Isabel tertawa, alih-alih menguatkan Villia yang baru putus, ia malah tertawa dan senang mendengar kabar itu, kabar yang sudah lama Isabel dan Tridy inginkan. Amrie adalah lelaki yang terkenal m***m di kampus ini, Amrie tidak bisa melihat sesuatu yang indah, jika ia melihatnya, ke playboy-nya akan kambuh.
Isabel dan Tridy selalu mengingatkan pada Villia tentang siapa Amrie, namun Villia tidak pernah percaya dan baru kali ini menangis hanya karena seorang lelaki. Isabel menghela napas halus dan bangkit dari duduknya, ia pindah ke sebelah Villia dan mengelus punggung wanita itu.
“Kamu adalah wanita yang cantik, tidak perlu menangis hanya karena lelaki seperti Amrie,”geleng Isabel.
“Jiwa kewanitaanmu akhirnya muncul,” kekeh Tridy.
“Karena itu aku tidak pernah menyukai lelaki apalagi wanita,”jawab Isabel.
“Jadi kamu mau hidup sendiri selamanya?”
“Aku menyesal di lahirkan sebagai wanita,”jawab Isabel. “Karena sakit hati itu susah untuk disembuhkan.”
“Jangan menyesali ciptaan Tuhan.”
“Sudah lah, kamu jangan menangis,” geleng Isabel.

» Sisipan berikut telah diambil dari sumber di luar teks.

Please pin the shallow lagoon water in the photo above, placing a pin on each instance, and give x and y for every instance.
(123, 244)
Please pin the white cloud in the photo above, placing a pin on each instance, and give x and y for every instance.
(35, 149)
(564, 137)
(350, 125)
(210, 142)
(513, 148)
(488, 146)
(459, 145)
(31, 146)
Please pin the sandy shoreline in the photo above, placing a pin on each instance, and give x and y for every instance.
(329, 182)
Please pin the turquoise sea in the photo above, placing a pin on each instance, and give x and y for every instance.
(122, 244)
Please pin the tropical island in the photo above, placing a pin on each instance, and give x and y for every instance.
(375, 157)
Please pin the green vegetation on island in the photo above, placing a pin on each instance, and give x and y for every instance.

“Rasa perih dan terluka, itulah yang akan dirasakan ketika cinta yang diharapkan tidak dibalas dengan hal yang sama. Memang begitu, kalau sudah terlanjur cinta sulit untuk menyingkirkan perasaan sayang kepada kekasih,” jawab Villia menghela napas panjang.
“Pelangi hanya terjadi saat hujan turun. Ketabahan hanya terbentuk saat luka menusuk jiwa,” kata Tridy.
“Kamu dapat kata-kata darimana?”
“Dari internet,” kekeh Tridy. “Penulisnya seorang anonim.”
“Ya sudah. Kita pulang saja,” sambung Isabel.
“Aku tidak ingin pulang,” lirih Villia.
“Kamu mau kemana?”
“Antarkan aku ke suatu tempat, kalian harus menemaniku,” jawab Villia membuat Tridy dan Isabel saling bertukar pandangan. Mereka tidak tahu apa yang akan dilakukan Villia.
***
Sampailah Villia, Tridy dan Isabel di salah satu bar di Milan, Birrificio Lambrate, terdengar suara musik keras yang menjadi patokan para wanita dan laki-laki yang sedang bergoyang di lantai dansa. Bar ini sangat lah ramai membuat mereka bertiga duduk di meja pojok agar lebih dekat dengan lantai dansa dimana semua orang sedang melikukkan tubuh mereka mengikuti alunan musik keras yang begitu menarik.
“Jadi ini tempat yang kamu maksud?” tanya Tridy pada adiknya.
“Iya. Aku harus mabuk agar bisa tidur,” jawab Villia.
“Kamu benar-benar putus asa,” geleng Isabel menggoyangkan bahunya mengikuti alunan musik keras yang menggema ditempat ini.